Pour le moment, force est de constater qu'à défaut d'une personne ou d'un groupe pour proposer une ou des solutions… on continue toujours de subir.
Et pourtant…
Ne suffirait-il pas de prendre le taureau par les cornes et appliquer les décisions qui s'imposent ?
En France, par exemple, le quota est de mise dans le PAF (Paysage Audiovisuel Français).
Alors « quottons» !
Qui nous en empêche ?
Notre carence en matière de culture musicale est désastreuse.
Alors cultivons !
Le contingentement et l'apprentissage, voila les deux mamelles de la réussite et la source du développement de notre patrimoine.

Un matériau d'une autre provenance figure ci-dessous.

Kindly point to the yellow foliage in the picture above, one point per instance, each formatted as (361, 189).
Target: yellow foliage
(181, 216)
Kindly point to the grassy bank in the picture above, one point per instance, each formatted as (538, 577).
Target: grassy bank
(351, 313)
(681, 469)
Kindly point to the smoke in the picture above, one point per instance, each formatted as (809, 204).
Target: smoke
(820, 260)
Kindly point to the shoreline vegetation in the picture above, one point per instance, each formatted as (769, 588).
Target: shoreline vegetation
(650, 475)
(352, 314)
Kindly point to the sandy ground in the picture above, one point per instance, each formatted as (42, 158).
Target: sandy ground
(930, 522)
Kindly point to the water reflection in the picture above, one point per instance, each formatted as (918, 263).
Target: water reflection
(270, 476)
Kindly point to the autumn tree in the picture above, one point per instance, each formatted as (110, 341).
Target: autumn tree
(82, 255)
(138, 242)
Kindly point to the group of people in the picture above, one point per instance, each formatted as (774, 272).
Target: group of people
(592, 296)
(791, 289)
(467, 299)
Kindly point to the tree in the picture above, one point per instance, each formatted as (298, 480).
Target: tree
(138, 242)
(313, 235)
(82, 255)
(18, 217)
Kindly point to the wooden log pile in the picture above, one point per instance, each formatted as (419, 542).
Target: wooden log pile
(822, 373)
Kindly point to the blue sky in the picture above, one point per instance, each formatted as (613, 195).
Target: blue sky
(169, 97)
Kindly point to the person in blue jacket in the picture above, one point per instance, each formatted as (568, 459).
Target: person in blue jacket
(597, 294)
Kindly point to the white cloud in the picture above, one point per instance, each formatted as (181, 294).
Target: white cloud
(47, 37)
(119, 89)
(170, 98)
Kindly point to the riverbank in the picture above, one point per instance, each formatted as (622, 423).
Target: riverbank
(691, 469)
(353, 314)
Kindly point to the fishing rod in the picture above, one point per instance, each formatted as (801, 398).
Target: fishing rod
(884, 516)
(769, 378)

La musique –apprentissage et formation- devront être des matières obligatoires au même titre que la chimie, la physique, les SVT…
Cet apprentissage devrait être obligatoire à partir de la grande maternelle.
Deux solutions en amont et en aval seront primordiales. Ces dispositions ne grèveront aucun budget de façon onéreuse et ruineuse ou handicapante
Des mesures d'accompagnement concernant les structures et les infrastructures pourront être étudiées après avoir réussi au bout d'un plan quinquennal les deux premières mesures : quota et apprentissage.
Au lieu s de s'ébahir devant l'événementiel et ce qu'il en coûte, revenons a l'essentiel : Les bases.
Feu Sa Majesté Hassan II, prenait souvent pour exemple un arbre, afin d' illustrer ses démonstrations géo- politiques.
Dans notre cas, il s'agit de planter les racines d'un arbre qui ne produira qu'après avoir été soigneusement pris en charge pour en assurer la pérennité : développement et production.
Et leurs fruits finiront par inonder la terre entière.
Un Rêve ?
Absolument ! Mais vivons-le… en le réalisant.